Bowie became obsessed by the rock god messiah concept, a leader as a flickering image. “Dylan, Lennon.. we all don’t exist in reality. We are in The Twilight Zone”.
When asked by an interviewer to describe himself, Bowie says “I am a collector of personalities.” As such he is an Andy Warhol machine, a polished mirror, a reflector of the audience in front of him who look at him in loving submission.
After being overwhelmed by drugs and stimuli, he retreated into a pedestrian guise and went to Berlin to record the album Low, a collection of abstract poems using synthesizers and drums. Some said it was his best album.
Then Bowie does what he thinks is the weirdest thing of all by transforming into a mainstream pop icon. Bowie dresses in sharkskin suits. His songs are less eerie and become tunes to dance to. Bowie is famous, on par with Elton John. He visits a Buddhist temple.

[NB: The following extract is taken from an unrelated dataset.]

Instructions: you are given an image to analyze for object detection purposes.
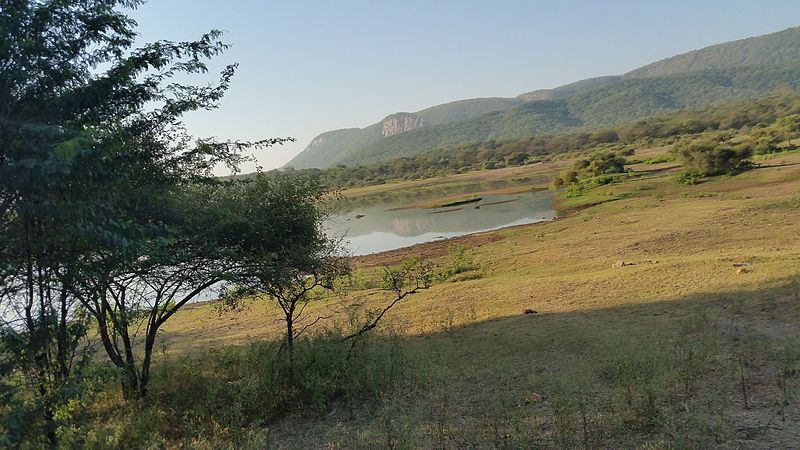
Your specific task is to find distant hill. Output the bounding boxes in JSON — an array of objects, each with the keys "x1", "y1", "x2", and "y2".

The monk seems to spit at him as if to rid Bowie from Western poltergeists.
He travels as a bohemian to country after country at breakneck speed to spread his blonde audible molecules about: the handsome man with the voice that rises and falls.
He meets Iman and somewhat settles.
His next act is of a retiring astronaut who critiques man and the media. As in his masterful performance as Thomas Newton in “The Man Who Fell to Earth.”
In the documentary, Bowie is watching us from the stage as images hover around us. Nosferatu. Nixon. Jackie O. Andy Warhol. Vietnam. Rockets. Crowds grabbing at the fire haired spaceman, sick with love.
Bowie’s last guise is of a fallen traveler, bed bound and agape. He becomes part of a prayer circle as a group of women are either binding him to earth or releasing him into the air. As he says in the film “Who am I? All is transient. Does it even matter?”
“Moonage Daydream” is a fluid web of dizzy color that inscribes Bowie into a circle of witchcraft. He landed in England as a hybrid of spaceman and vampire transforming into a handsome icon of stage and screen. Only to transform into an astronaut stricken with extraterrestrial cancer.
Now immortal, David Bowie is that “fluid energy force” that he once believed in. As a pop icon and an everlasting video transmission, Bowie can project himself forever, his chiseled pale blonde face, in every cinema, theater, home or bedroom, becoming many creatures to many people.